Le ministre des services spéciaux, de la lutte anti-drogue et du grand banditisme, le lieutenant-colonel Moussa Tiégboro Camara et le premier président de la Cour d’appel de Conakry, Doura Chérif, ne sont plus d'accord. Le premier accuse le second d’avoir publié un arrêt de jugement contraire à la norme. Ce dernier refuse de répondre à la convocation du ministre.

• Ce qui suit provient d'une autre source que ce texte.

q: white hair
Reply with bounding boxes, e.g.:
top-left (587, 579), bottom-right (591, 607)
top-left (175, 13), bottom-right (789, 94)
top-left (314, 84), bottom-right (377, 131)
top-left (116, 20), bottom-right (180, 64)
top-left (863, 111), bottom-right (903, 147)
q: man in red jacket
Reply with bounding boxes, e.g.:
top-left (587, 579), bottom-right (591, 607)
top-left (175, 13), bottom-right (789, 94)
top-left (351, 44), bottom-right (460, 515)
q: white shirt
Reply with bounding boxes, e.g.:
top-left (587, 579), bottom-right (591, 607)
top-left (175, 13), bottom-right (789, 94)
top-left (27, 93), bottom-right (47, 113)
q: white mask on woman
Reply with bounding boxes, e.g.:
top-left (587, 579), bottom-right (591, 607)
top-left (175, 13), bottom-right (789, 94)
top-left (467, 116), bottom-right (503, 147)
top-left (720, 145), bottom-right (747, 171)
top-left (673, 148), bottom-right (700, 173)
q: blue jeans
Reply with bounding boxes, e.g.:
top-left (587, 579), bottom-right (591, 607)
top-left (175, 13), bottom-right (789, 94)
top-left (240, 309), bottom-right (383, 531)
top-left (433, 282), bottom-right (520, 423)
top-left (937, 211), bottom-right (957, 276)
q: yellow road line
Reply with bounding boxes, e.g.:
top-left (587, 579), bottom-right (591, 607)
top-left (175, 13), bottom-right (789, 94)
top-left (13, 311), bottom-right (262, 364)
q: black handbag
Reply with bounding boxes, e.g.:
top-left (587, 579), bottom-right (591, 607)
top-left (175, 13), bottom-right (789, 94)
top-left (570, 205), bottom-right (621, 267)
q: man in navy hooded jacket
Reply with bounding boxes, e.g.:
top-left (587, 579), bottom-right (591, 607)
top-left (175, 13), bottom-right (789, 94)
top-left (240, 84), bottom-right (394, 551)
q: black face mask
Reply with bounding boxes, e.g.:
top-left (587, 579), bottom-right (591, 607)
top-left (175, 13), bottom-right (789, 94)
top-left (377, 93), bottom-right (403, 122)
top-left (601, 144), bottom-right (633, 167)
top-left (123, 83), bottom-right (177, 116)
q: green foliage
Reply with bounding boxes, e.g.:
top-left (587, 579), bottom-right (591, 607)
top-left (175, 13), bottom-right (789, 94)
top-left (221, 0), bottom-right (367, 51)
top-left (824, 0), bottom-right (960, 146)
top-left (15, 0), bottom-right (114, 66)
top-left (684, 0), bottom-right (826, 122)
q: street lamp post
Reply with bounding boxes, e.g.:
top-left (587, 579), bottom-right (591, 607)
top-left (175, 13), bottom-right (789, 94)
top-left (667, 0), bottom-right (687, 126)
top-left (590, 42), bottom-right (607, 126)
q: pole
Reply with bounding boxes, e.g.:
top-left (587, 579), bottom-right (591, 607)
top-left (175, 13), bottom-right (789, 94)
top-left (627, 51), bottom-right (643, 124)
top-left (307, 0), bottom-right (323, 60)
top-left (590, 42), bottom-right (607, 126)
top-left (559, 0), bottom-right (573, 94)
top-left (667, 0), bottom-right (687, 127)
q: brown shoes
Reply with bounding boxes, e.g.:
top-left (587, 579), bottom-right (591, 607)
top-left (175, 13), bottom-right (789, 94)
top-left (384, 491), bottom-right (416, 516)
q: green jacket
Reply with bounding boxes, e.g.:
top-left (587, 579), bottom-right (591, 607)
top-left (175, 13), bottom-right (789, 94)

Le ministre Moussa Tiégboro Camara est révolté contre Doura Chérif. Il le reproche d'avoir mis en liberté provisoire, sept Chinois arrêtés en janvier 2009, pour fabrication illicite de produits pharmaceutiques.

« C’est par arrangements que ces Chinois bandits sont libérés. Selon ce qui est dit, ils sont en liberté provisoire. Or ils m’ont proposé 150.000 dollars pour les libérer, mais j’ai refusé. Je n’ai pas préféré l’argent à la mission que mes chefs hiérarchiques m’ont confiée. Je me dis que les gens sont tombées sur la tête. Je préfère cette pauvreté que de traîner la nation guinéenne, il faut que les gens le comprennent », a déclaré Tiégboro dans le journal télévisé du jeudi.

De son côté, Doura Chérif ne cache pas son étonnement. Il estime que le ministre n’a pas d’ordre à lui donner. Il refuse de répondre à l’invitation de Tiégboro de se rendre au camp.

« Monsieur le ministre Tiégboro m’a convoqué le 1er février à ses services et j’ai refusé de répondre à cette convocation. Il m’a dit invitation. Je refuse. Il n’y a pas de subordination entre le ministre chargé de la Répression du grand banditisme et moi. Donc, il n’y a pas d’insubordination. La justice doit être indépendante », a-t-il affirmé à Guineenews.

« La Cour a pris une décision de reformation, de requalification et a renvoyé l’affaire à ce mercredi 3 février. En plaçant les inculpés sous contrôle judiciaire, sous la responsabilité de l’ambassade de la Chine en Guinée et en convoquant toutes les parties. Parce qu’il y a des Guinéens là-dedans, il y a des Chinois. Des Guinéens qui ont été libérés par fantaisie, des scellés qui n’ont jamais été présentés : 14 machines qui ont été prises par les services de Tiégboro ; une voiture qui a été prise, des bijoux qui, dit-on, ont été prises par ses services… Nous avons demandé que tout cela soit représenté et que l’audience se tienne ce mercredi 3 février. Et voilà ce qui a choqué peut-être Monsieur le ministre chargé de la répression du grand banditisme. Les Chinois ne sont pas relaxés », s’est-il défendu.

Le lieutenant-colonel n’entend pas baisser les bras. Il jure que les preuves détenues par ses services dans cette affaire vont  permettre de faire la lumière et de renvoyer les Chinois en prison. « La preuve est là car on ne l’a pas encore incinéré. Les produits pharmaceutiques sont là. Ces chinois  n’ont pas droit à une liberté provisoire. ils ont plutôt droit à une peine capitale », enfonce-t-il.